What Are Macros And Micros?
Matt Paterson (B.Ex & Sport Sci)
It's never too late to get healthier. You may have been exercising regularly for your entire adult life but are finally interested in figuring out what diet could potentially improve your health. You may also have always eaten healthy, and are finally interested in taking the next step regarding weightlifting or exercising a different way.
If you want to take your diet seriously, you will have to understand the difference between macronutrients and micronutrients. This is essential, and it's better to understand as many nutrients as possible. What is the difference between these two? How are they different? How can they help you with your specific diet or fitness goals? How much of each do you need?
Let's take a look...
Macros vs Micros
Okay, so you may have heard the term "macronutrients" before and wondered what it meant. You might also be aware of "macro" diets, where individuals figure out how to "count macros" to eat a certain way.

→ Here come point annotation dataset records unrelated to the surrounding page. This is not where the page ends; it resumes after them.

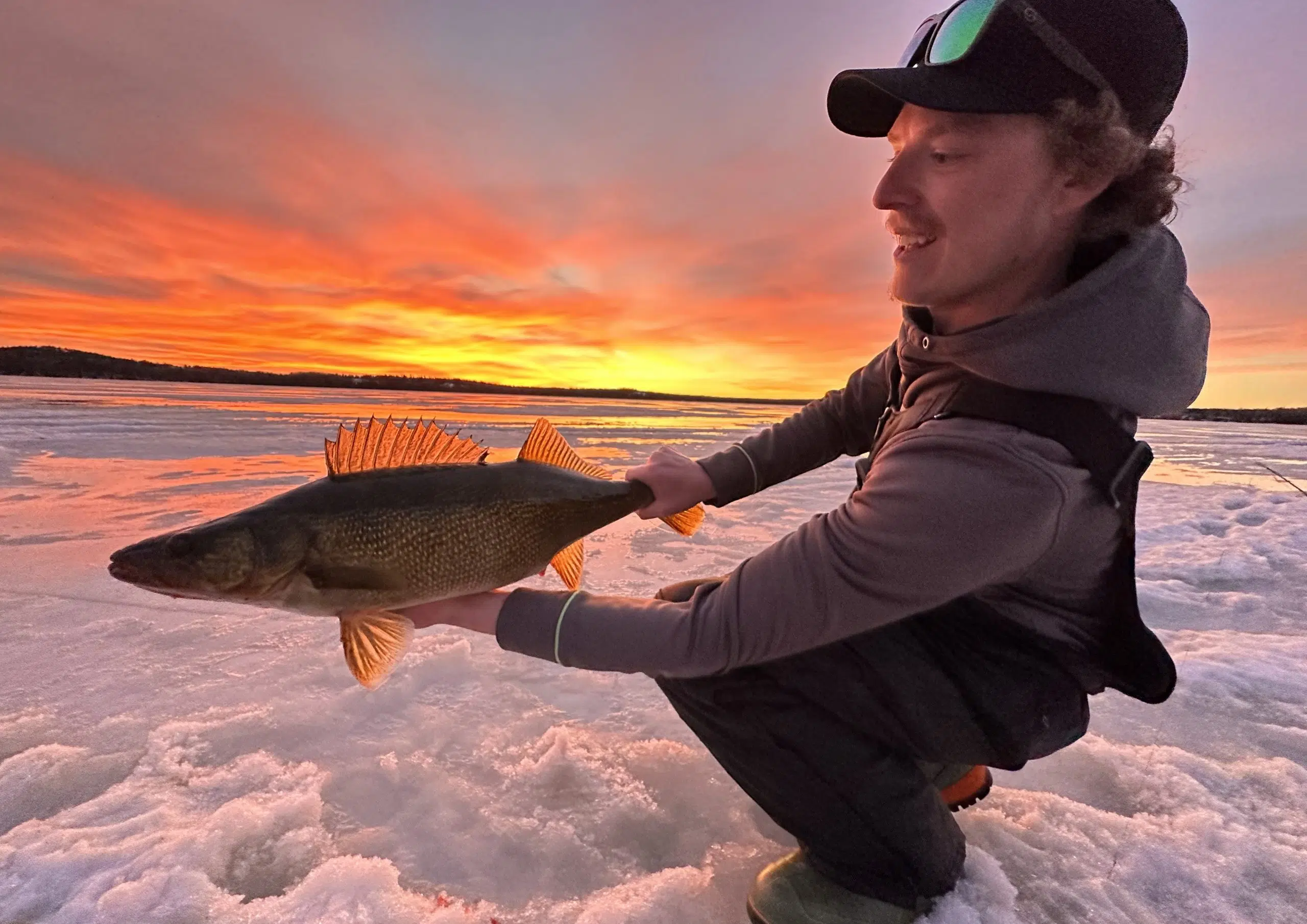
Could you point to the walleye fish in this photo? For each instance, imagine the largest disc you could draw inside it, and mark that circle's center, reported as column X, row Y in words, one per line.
column 405, row 514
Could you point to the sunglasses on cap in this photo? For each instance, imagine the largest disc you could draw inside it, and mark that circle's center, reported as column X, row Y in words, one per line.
column 948, row 37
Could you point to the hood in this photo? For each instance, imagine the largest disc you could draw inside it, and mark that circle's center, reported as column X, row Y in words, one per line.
column 1128, row 334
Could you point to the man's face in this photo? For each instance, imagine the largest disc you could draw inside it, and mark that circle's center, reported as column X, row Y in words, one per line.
column 977, row 206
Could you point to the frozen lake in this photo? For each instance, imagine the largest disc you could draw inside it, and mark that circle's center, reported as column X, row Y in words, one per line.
column 185, row 762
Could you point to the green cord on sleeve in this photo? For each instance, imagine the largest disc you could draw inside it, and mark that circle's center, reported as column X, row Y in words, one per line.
column 559, row 628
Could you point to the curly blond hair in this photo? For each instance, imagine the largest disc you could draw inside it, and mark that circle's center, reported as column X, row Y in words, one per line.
column 1098, row 139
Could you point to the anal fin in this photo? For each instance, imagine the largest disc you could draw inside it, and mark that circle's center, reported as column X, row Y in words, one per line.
column 570, row 563
column 374, row 643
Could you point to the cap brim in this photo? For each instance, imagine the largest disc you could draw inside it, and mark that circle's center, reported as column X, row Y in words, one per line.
column 867, row 102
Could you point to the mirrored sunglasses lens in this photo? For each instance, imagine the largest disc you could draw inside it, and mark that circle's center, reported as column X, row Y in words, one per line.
column 915, row 45
column 960, row 31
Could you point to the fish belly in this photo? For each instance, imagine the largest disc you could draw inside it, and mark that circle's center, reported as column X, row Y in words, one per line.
column 383, row 560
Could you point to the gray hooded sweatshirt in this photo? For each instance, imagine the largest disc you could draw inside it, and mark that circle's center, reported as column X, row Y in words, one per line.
column 953, row 507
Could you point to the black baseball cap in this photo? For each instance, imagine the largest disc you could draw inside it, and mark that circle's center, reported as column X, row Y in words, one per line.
column 1140, row 47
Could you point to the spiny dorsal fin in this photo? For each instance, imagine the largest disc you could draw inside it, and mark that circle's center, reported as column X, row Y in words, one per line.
column 377, row 445
column 569, row 564
column 548, row 447
column 374, row 643
column 687, row 522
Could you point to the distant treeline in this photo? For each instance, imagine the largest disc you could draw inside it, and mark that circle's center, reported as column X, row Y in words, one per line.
column 1242, row 415
column 58, row 362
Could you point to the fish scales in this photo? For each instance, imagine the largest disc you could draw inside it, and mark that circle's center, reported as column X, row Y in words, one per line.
column 370, row 539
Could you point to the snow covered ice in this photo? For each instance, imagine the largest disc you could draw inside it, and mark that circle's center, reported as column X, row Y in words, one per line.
column 180, row 761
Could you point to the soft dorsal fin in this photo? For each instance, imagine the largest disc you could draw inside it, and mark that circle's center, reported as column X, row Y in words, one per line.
column 377, row 445
column 548, row 447
column 374, row 643
column 569, row 564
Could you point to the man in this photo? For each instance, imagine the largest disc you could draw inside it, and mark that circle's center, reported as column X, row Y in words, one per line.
column 956, row 612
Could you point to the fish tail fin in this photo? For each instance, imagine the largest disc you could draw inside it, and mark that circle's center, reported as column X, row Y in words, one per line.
column 548, row 447
column 687, row 522
column 374, row 643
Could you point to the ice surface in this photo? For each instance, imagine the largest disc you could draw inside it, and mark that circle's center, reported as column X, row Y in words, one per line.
column 178, row 761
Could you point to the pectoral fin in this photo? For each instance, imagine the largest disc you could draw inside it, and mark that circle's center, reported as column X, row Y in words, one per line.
column 353, row 578
column 687, row 522
column 569, row 564
column 374, row 643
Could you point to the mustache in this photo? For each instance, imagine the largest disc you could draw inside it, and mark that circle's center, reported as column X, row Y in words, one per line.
column 899, row 227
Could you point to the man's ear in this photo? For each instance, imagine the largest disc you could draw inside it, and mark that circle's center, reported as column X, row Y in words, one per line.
column 1084, row 186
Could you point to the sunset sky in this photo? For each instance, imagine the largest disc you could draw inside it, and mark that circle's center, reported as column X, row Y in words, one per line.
column 603, row 192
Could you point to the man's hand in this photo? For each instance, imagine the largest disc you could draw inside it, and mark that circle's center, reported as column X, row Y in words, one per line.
column 479, row 612
column 677, row 481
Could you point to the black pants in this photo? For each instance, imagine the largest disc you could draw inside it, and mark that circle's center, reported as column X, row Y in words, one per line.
column 827, row 741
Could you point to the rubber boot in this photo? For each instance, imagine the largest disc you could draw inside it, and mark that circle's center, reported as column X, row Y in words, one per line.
column 791, row 892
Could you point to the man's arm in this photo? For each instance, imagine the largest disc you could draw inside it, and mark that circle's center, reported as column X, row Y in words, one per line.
column 838, row 424
column 941, row 515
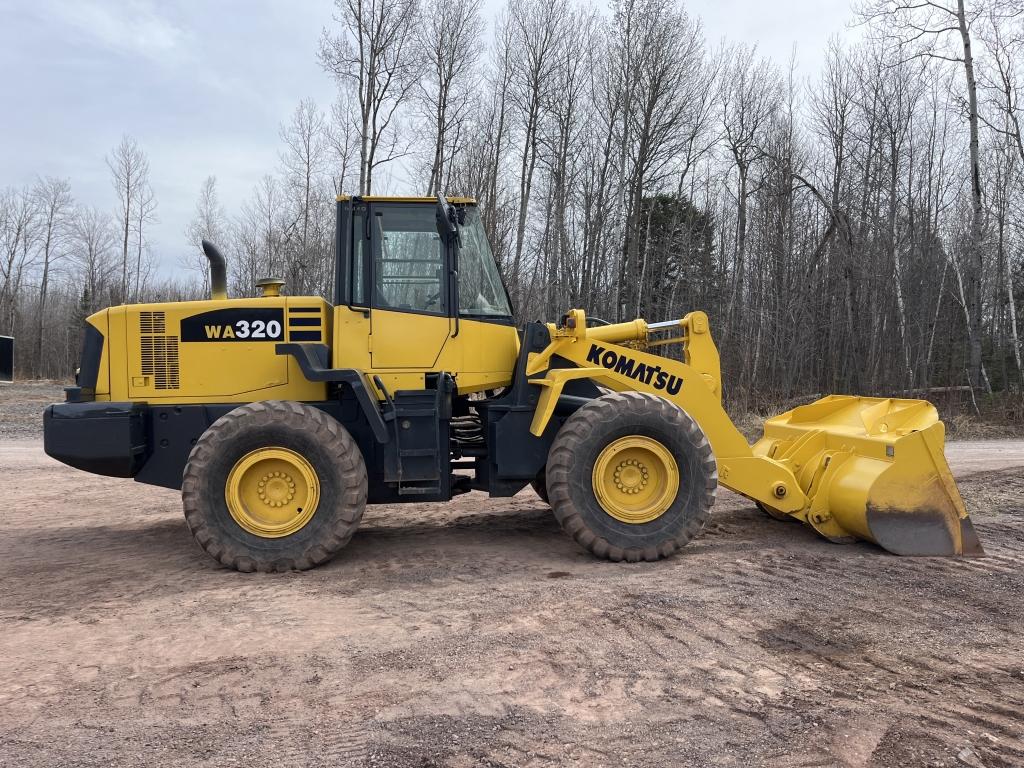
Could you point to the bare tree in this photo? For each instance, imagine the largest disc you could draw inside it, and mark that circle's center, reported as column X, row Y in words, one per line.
column 449, row 36
column 305, row 159
column 93, row 242
column 209, row 222
column 130, row 176
column 923, row 30
column 55, row 207
column 375, row 53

The best way to describe macronutrients is to think of them as big picture nutrients, such as carbohydrates, proteins, and fats. This shouldn't come as much of a surprise since "macro" usually refers to "large" in English, and "micro" means "small."
Carbohydrates are a type of macronutrient. Popular examples of carbohydrates include things like bread, pasta, and fruits. These foods usually are about 4 calories per gram. The fats, another macro, found in oils and nuts have 9 calories per gram. And protein, the final macro, that’s found in foods like fish or eggs provide 4 calories per gram.
Micronutrients are usually smaller nutritional categories. For example, a vitamin may count as a micronutrient. When an individual is referring to a micronutrient, they are generally referring to something like calcium, zinc, or B-6.
There are so many nutrients that could be classified as a micronutrient. However, you will probably come into contact with these micronutrients more than others. Here is a following list of micronutrients: Vitamin C, Vitamin E, calcium, folate, iron, and zinc. It should be noted that this list is much longer, and micronutrients are not limited to JUST these nutrients.
A Word On Alcohol
There's one category that some call a macronutrient: alcohol. If you don't drink alcohol, this might not apply to you. However, it's important for those who drink regularly to think about it as a macronutrient with 7 calories per gram. Is this supposed to suggest that alcohol is healthy? Of course not - but if you do drink, you should consider these caloric measurements.
If you are serious about getting in shape, you may want to consider cutting out alcohol altogether. If this isn't possible, you might want to schedule your drinking for certain days where you eat fewer macronutrients during the day. Of course, if you are binge drinking regularly, it is safe to say that this will not help your diet whatsoever.
Okay, so you have a basic understanding of macronutrients and micronutrients. You may have already understood what foods you want to eat more of or the specific goals you want to achieve. That is great, but what exactly are you going to do in terms of your diet? Will you be preparing and planning every meal and counting the macronutrients needed? Do you plan on purchasing vitamins to get your healthy share of micronutrients?
You will probably want to explore some popular diets that take both macronutrients and micronutrients into consideration. There are thousands of different types of diets out there, but what are some of the most popular diets that think about macronutrients and micronutrients? Which diet makes the most sense for you, and how are they different?
One of the most popular is the ketogenic diet. The ketogenic diet, also known as the "keto" diet, focuses on high-fat foods and low-carb foods. This is a great way to get the macronutrients that you need, but it does take a significant amount of effort to monitor the foods you eat. The main goal here is to replace carbohydrates with fats, and it might take some time to adjust to eating specific foods.
The keto diet is also known to lower blood sugar and insulin levels. It's also important to recognise that there are many different types of keto diets, and it would be best for individuals to do some research before choosing one. Consider also consulting a nutritionist or your doctor. With the keto diet, your body enters "ketosis", which means that your body enters a metabolic state where you begin burning fat for fuel instead of carbs.
The paleo diet is also quite popular, and the premise is quite simple: you will be eating food that human beings have been eating for a long time. The diet's name refers to the "Paleolithic era", and it includes lots of fish, fruits, lean meats, vegetables, and more. The diet has a lot of macronutrients and is richer in protein than fats.
You might be used to taking particular vitamin supplements, so it isn’t hard to get your fill of micronutrients. It's also straightforward to eat specific fruits or vegetables to get your share of specific micronutrients. For the most part, people should focus on counting macronutrients when it comes to their diet.
There are also many different reasons to get into shape. You might be trying to eat more macronutrients to bulk up, and because you want to become a bodybuilder. There are other situations where micronutrients may also help give you more energy throughout the day. Ensure that you are keeping your goals in mind when sorting through micronutrients and macronutrients and establishing your exercise routine.
It will take a considerable amount of time and effort to adjust the way you eat, and it's also important to have measurable goals concerning your diet. You also may need to manage any hunger cravings, and your personal preferences will undoubtedly play a role in shaping your diet. If you can't find foods that you like with particular micronutrients or macronutrients, try to find a different food that you do enjoy with those particular nutrients.